Yapılacak iş, bu kişilerin fotoğraflarını yapıştırıp telsizci olduklarını gösteren bir belgeyi kazananlara vermekten ibaret. Denizcilik Müsteşarlığı bu basit işi 2.5 aydır bir türlü sonuçlandıramadı. Defalarca Ankara'ya başvurduk. Bu insanlar belgelerini alıp gemilerde işe girecekler ve para kazanacaklar. Ancak Müsteşarlığın her ay maaşını muntazaman alan müdürlerinin vatandaşın sorunlarına ayıracak vakti yok. Bu kadar basit işleri yapamayanlar bir de Bakanlık olmaya kalkıyorlar. Eğer bakanlık olurlarsa, bu defa iki ayda çıkaramadıkları işi altı ayda çıkaramayacaklar.
H. Hüsnü ÖNGEN-GÖZTEPE-İSTANBUL
MESAJ
HAZİNE'ye bağlı Türkiye Kalkınma Bankası'nın iştiraki 'Kalkınma Menkul Değerler'in, Mecidiyeköy Raşit Kısa Sokak'taki üç katlı yerine lütfen bir gidin. Birkaç zamandır bir onarım ve yenileme faaliyeti göreceksiniz. Kamuda tasarruf genelgeleri yayınlanıyor ama tasarruf buralara uğramıyor galiba. Bu işler için ihale yapıldı mı, kime nasıl verildi. Hazine'nin bu lüks harcamalardan haberi var mı?

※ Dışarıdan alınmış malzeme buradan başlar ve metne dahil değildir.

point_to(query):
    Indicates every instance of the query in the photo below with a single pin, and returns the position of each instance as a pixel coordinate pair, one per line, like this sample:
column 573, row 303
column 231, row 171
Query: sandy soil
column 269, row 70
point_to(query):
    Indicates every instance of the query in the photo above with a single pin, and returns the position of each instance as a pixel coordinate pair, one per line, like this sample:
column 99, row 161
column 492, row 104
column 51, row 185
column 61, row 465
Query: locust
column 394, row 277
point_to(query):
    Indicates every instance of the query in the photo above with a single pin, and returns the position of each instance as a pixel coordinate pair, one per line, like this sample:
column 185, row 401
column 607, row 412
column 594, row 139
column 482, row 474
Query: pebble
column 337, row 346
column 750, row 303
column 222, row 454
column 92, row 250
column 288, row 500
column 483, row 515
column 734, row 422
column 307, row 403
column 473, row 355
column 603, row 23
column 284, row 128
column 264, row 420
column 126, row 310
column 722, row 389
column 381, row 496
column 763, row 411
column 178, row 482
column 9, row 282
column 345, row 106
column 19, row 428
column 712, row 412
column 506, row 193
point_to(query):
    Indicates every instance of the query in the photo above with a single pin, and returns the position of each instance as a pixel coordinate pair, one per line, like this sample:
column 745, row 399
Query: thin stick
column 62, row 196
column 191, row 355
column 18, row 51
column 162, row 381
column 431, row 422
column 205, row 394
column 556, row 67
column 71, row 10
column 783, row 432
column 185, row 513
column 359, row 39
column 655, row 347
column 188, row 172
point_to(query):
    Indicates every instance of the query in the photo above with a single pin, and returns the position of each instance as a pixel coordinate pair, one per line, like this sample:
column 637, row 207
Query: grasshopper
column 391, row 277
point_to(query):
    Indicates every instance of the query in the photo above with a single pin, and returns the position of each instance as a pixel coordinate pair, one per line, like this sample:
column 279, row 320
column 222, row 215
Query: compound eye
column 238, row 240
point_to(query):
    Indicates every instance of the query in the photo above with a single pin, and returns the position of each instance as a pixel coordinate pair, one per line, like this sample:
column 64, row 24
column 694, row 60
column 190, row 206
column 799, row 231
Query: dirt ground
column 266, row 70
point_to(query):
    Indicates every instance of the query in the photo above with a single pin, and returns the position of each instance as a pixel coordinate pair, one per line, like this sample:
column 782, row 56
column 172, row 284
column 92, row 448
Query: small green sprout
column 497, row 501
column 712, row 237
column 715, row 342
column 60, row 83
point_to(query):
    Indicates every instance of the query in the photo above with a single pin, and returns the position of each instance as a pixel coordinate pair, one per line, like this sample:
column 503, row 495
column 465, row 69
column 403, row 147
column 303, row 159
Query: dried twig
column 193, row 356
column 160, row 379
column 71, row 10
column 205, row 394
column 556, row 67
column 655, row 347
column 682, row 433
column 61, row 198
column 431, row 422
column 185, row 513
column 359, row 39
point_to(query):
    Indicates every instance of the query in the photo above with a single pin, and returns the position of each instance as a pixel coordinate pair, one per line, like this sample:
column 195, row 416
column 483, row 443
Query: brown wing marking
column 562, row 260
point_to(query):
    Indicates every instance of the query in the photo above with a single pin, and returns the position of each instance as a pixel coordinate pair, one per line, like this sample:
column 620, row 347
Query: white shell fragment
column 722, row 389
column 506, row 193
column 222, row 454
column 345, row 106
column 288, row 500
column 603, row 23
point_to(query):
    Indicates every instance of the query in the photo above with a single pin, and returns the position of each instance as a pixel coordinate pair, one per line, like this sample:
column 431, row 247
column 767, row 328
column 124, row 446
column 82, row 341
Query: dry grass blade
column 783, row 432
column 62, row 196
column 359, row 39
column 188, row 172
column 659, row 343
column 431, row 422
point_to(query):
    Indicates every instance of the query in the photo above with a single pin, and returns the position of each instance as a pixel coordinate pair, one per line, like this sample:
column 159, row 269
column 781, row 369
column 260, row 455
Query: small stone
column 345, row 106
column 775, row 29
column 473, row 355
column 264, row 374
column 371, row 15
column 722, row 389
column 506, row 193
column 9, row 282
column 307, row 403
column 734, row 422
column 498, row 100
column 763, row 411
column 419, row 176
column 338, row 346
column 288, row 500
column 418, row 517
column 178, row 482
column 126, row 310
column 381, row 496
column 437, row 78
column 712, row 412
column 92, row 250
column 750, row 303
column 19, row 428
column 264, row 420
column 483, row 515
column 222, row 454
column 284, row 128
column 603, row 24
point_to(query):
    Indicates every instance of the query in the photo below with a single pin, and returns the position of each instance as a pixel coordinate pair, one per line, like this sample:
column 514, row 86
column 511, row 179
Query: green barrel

BİR okurumuzun önerisi var: Askeri liseler ve astsubay öğrenci sınavları tek sınav altında yapılamaz mı? Daha önce yapılan ÖSS sınavlarında olduğu gibi okullar için taban puan belirlenip müracaata göre mülakat sınavlarına çağrılabilirler. Hali hazırdaki uygulama ek insan gücü ve işgücüne gereksinim duymakta ve devletim ve vatandaşlarımız için de ek maliyet külfeti getirmektedir.